CNBC’s Jim Cramer told investors on Thursday that a new group of industry leaders is emerging amid the demise of technology stocks.
“The market is finally in a Fed-mandated slowdown mode, where the recession-proof stocks of profitable companies, who are generally quite generous with their shareholders, operate,” he said.
Here is Cramer’s list of industries that meet these requirements:
Fossil FuelsHealthcareTravelDefenceFood and Drink
The “Mad Money” host’s comments come after a tough winning season for Big Tech. Amazon reported weaker-than-expected third-quarter earnings and earnings and released a disappointing fourth-quarter sales forecast on Thursday.
Alphabet missed its third-quarter revenue and earnings estimates on Tuesday, as Microsoft issued weak guidance that sent stock tumbling.
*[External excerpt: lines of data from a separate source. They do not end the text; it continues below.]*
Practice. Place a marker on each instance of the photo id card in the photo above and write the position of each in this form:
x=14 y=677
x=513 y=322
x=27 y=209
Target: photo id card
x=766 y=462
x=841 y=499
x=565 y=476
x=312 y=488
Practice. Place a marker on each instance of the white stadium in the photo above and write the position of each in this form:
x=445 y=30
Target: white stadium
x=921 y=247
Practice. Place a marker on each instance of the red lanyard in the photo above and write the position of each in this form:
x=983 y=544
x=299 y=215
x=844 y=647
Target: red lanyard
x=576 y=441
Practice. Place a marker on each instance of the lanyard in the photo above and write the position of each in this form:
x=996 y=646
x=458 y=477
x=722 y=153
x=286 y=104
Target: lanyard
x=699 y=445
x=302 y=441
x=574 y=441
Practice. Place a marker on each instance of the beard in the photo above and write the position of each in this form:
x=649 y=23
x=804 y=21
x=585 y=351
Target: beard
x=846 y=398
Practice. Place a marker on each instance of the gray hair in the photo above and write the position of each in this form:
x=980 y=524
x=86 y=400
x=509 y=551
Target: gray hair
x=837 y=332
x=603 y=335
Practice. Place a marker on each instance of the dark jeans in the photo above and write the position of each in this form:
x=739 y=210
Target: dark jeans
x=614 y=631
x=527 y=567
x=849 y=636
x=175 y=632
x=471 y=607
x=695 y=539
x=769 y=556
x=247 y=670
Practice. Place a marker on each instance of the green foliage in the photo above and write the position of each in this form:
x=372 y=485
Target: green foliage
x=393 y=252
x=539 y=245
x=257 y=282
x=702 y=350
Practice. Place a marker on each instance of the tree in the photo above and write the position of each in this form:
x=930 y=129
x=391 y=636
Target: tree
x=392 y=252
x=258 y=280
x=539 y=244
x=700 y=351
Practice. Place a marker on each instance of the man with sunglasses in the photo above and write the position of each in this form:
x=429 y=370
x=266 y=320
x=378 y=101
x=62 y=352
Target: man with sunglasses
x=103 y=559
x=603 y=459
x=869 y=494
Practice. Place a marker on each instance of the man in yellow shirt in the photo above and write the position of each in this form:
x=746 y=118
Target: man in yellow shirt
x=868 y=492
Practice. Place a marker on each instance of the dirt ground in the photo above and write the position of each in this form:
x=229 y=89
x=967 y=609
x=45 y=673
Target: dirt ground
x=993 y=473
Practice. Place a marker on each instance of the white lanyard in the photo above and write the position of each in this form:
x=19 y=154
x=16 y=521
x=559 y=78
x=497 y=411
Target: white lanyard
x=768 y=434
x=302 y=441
Meta Platforms missed third quarter earnings after closing on Wednesday.
However, one technology stock is still worth owning, Cramer said.
Apple beat fourth-quarter earnings and revenue expectations after the bell on Thursday, though it fell short in iPhone services and sales.
Cramer praised its technology, adding that the company is much more aligned with what customers want than the rest of Big Tech, making its stock investable. “I always say own Apple, don’t trade in it,” he said.
Disclaimer: Cramer’s Charitable Trust owns shares of Alphabet, Amazon, Microsoft, Meta and Apple.